Bitcoin Always Surpass its All-Time High upon Recovering from a Crash
A primary reason why some people fear investing in Bitcoin is its historically volatile price. Ideally, Bitcoin’s price can increase or drop significantly within a brief period. This cryptocurrency has experienced troughs and peaks over the last decade of its existence. However, this virtual currency has always emerged stronger after every crash.
Perhaps, the low number of tokens in circulation is the reason for this volatility. But, the increasing Bitcoin adoption by institutional investors and merchants will boost circulation. Thus, the world will have more bitcoins in circulation, thereby reducing this volatility.
But, Bitcoin’s volatility is not all that bad. Some investors use it to their advantage by trading Bitcoin for profits. For instance, you can purchase Bitcoin at its lowest price, keep your tokens in a digital wallet, and then sell them when this cryptocurrency’s value increases to make profits.
Value Proposition Makes Bitcoin Perfect for Macro Climate
Satoshi introduced Bitcoin during the 2009 global financial crisis. At this time, the world was revolving around quantitative easing, government bailouts, and bank failures. Thus, Satoshi introduced Bitcoin into the wild where most people ignored it.
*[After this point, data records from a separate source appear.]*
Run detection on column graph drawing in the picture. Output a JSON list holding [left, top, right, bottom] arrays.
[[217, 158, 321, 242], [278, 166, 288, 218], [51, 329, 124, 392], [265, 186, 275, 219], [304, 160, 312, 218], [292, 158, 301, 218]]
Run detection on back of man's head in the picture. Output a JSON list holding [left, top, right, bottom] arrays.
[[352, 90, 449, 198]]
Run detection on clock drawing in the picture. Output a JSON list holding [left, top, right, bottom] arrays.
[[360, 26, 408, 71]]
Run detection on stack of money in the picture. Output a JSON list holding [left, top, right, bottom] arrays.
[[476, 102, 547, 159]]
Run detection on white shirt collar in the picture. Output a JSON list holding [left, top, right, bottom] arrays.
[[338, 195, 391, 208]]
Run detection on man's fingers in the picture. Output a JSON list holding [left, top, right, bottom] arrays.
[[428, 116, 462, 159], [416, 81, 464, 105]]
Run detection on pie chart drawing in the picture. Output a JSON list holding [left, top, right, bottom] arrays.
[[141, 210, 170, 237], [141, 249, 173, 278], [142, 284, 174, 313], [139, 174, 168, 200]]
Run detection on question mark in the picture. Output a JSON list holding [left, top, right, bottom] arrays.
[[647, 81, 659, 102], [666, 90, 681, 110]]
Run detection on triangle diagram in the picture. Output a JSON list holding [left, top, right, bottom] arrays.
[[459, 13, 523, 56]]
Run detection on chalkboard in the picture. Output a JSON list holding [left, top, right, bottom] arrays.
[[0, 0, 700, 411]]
After a decade, the world has had a financial crisis with low interest rates, high quantitative easing, and more bailouts. Both companies and individuals have a growing awareness of the unique value proposition for Bitcoin. They also know Bitcoin’s position in the macro-environment.
Paul Tudor Jones, a prominent macro investor, said that Bitcoin compares to gold back in the 1970s. When COVID-19 hit the world and governments began implanting movement restrictions like lockdowns and people lost their jobs, some turned to the internet to find ways to make money online. Bitcoin trading became one of the activities that people wanted to do to make money.
What’s more, this virtual currency’s ability to maintain its value even during an economic crisis has captured many people’s attention. Most people have lost faith in government-issued money because it’s subject to the central bank’s manipulation. Consequently, some people opt to use Bitcoin for value storage.
Cryptocurrency awareness is increasing globally. More people accept and use Bitcoin now than a decade ago. What’s more, large companies like Microsoft and PayPal accept this virtual currency. All these indicators hint at a bright future for this electronic currency. And they are the reasons you shouldn’t hesitate to invest in it. However, invest what you can lose, and life goes on because you can lose a significant amount of money due to the volatility of this virtual currency.